Ein Glückskind, auch in Liebesbeziehungen
Eigentlich wollte sie Kanufahren nur als Freizeitsport betreiben. „Aber als ich den Rennsport ausprobiert habe, bin ich hängen geblieben.“ Sie liebt daran, dass das Wasser barrierefrei ist, sie kann sich im Boot in jede Richtung bewegen „und ich bin in der Natur und fühle mich frei“, sagt sie begeistert. Zudem ist der Sport wirklich inklusiv, sie trainiert sowohl mit behinderten als auch mit nicht behinderten Kanuten.
Wer Edina Müller zuhört, erfährt wenig von ihren Zweifeln und Problemen – dafür ist sie entweder zu sehr Profi oder eben ein Glückskind, auch in Liebesbeziehungen. „Ich bin einfach sehr offen. Die meisten Menschen, die erst mal reserviert sind, warten darauf, dass man sie anspricht und ihnen das unangenehme Gefühl nimmt. Das mache ich und habe bisher nur positive Erfahrungen gehabt, auch mit Männern.“ Seit 2019 hat sie mit ihrem Partner einen Sohn.
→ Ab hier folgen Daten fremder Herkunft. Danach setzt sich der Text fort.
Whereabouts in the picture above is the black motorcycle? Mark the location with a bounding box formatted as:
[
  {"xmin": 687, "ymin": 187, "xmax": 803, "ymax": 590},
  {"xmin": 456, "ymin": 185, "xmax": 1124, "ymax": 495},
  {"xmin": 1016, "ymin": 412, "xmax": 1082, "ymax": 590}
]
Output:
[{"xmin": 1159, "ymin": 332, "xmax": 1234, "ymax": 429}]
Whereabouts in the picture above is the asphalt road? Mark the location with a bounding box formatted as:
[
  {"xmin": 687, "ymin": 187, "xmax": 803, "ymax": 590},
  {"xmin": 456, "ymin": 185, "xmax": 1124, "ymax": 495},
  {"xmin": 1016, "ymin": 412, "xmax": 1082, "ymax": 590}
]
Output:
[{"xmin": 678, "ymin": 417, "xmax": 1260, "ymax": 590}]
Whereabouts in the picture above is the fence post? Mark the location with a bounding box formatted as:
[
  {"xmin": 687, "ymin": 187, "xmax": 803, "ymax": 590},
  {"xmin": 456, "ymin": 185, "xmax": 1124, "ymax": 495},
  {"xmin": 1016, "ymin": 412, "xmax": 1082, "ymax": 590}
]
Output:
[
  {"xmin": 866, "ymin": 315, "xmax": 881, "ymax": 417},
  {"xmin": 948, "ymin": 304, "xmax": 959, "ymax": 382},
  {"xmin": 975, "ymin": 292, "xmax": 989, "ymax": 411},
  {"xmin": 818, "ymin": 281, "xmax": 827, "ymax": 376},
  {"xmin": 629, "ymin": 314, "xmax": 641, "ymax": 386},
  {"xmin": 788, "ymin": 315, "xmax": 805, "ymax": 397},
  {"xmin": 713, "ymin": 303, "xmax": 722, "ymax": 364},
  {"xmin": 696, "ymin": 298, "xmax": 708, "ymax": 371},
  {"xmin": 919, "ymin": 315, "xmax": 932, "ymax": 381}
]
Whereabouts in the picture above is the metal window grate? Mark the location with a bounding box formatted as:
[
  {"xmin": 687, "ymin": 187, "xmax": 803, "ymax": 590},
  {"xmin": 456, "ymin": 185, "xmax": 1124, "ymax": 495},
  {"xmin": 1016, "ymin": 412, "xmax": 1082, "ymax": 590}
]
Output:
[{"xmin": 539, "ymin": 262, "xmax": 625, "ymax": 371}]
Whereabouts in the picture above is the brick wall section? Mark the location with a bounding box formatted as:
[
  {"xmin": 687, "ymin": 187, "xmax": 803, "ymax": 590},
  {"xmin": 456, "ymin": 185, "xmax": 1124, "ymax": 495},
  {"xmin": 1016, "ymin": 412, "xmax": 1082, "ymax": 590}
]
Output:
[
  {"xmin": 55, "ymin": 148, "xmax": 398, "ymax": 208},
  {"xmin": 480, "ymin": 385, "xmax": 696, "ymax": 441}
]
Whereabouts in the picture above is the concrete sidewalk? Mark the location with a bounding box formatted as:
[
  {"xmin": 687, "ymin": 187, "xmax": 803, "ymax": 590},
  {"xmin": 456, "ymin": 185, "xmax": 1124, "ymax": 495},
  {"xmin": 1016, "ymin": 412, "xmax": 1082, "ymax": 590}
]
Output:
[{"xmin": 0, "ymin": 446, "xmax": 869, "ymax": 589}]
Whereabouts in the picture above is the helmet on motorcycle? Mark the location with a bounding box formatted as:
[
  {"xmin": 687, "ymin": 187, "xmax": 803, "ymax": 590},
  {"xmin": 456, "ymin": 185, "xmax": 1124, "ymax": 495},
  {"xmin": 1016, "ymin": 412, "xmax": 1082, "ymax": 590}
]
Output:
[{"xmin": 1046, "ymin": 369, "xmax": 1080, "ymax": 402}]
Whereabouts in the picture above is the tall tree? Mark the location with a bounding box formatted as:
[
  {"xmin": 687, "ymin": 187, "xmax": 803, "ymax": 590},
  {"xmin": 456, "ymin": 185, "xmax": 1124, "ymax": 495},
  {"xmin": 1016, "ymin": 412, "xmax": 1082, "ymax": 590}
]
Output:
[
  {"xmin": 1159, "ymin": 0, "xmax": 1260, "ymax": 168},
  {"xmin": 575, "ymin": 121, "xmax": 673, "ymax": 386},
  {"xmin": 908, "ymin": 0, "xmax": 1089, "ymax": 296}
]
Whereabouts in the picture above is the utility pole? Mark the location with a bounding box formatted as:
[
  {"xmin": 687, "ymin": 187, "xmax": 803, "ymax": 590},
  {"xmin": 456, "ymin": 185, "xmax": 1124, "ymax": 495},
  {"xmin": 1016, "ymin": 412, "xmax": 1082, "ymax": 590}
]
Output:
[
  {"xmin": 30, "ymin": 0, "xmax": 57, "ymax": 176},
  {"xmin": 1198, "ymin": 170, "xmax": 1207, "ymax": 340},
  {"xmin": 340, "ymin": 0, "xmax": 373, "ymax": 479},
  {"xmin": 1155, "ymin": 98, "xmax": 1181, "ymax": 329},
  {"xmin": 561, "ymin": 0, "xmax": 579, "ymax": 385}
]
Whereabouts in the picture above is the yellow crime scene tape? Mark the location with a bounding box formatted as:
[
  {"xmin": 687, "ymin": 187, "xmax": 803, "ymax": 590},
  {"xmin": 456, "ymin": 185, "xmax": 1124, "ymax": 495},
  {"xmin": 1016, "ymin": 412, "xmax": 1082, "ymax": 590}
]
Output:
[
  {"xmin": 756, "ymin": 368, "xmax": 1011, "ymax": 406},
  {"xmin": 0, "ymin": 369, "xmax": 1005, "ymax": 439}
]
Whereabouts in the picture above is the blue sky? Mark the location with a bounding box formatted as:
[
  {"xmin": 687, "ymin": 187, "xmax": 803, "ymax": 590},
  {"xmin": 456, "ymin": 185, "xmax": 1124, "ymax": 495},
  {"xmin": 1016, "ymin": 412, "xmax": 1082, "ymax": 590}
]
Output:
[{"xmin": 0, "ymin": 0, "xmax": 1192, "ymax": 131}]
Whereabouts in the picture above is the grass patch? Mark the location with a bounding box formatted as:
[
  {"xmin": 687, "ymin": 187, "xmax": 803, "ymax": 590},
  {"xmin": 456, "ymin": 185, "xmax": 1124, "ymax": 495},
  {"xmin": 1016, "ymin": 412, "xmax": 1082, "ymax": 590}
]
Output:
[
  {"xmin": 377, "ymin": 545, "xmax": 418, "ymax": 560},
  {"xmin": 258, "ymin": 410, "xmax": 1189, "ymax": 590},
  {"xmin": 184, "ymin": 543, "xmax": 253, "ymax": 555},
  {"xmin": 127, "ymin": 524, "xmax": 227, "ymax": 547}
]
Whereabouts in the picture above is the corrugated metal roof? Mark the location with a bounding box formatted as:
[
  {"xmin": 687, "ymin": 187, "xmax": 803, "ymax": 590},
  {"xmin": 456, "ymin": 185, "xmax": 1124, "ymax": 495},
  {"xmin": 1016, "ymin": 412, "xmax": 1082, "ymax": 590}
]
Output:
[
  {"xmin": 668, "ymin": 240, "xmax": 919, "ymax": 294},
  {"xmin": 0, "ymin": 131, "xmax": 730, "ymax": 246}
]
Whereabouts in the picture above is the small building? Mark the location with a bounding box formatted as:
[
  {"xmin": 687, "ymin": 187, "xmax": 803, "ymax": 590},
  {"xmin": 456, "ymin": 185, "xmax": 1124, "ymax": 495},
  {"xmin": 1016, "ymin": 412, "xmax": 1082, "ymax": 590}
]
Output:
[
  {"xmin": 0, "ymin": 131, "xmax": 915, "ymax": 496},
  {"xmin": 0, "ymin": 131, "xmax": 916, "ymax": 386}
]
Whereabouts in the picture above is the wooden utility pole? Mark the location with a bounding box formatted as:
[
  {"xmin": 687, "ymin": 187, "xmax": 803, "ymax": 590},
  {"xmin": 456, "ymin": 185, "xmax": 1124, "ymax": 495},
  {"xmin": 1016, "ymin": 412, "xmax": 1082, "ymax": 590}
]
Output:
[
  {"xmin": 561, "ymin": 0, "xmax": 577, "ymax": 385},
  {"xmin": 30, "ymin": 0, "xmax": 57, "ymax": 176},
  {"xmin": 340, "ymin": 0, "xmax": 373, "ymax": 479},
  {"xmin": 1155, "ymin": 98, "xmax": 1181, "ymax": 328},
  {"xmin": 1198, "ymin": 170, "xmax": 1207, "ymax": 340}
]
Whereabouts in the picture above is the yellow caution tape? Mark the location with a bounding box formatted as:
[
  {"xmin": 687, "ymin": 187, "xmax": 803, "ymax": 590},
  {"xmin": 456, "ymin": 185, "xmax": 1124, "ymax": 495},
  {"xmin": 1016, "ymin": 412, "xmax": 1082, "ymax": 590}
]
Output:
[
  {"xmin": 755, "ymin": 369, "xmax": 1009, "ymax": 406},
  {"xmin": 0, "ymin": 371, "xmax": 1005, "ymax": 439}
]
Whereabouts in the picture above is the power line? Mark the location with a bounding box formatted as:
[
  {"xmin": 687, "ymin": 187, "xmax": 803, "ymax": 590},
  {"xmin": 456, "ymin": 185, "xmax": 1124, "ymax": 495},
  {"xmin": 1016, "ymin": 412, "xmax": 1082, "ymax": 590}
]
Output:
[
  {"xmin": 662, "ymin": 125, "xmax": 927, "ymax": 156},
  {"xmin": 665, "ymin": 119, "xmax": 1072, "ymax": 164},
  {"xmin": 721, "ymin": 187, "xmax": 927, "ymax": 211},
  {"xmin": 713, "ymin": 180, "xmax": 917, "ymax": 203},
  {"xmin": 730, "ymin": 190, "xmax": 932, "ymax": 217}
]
Die Schwangerschaft war leicht, der Kugelbauch klein und sie innerhalb kürzester Zeit fit für die nächste Kanu-Meisterschaft. Probleme gab es allerdings bei der Beschaffung von Wickelkommode und Kinderwagen für Rollifahrer – die gibt es schlichtweg nicht.
„Das verwundert und ärgert mich. Die Verkäuferinnen sagten, das werde zu selten verlangt. Dabei kenne ich in meinen Bekanntenkreis mindestens 25 Mütter im Rolli.“ Sie überlegt, ein Webseite mit Tipps für diese Klientel zu erstellen. Noch ein Projekt mehr für Edina Müller.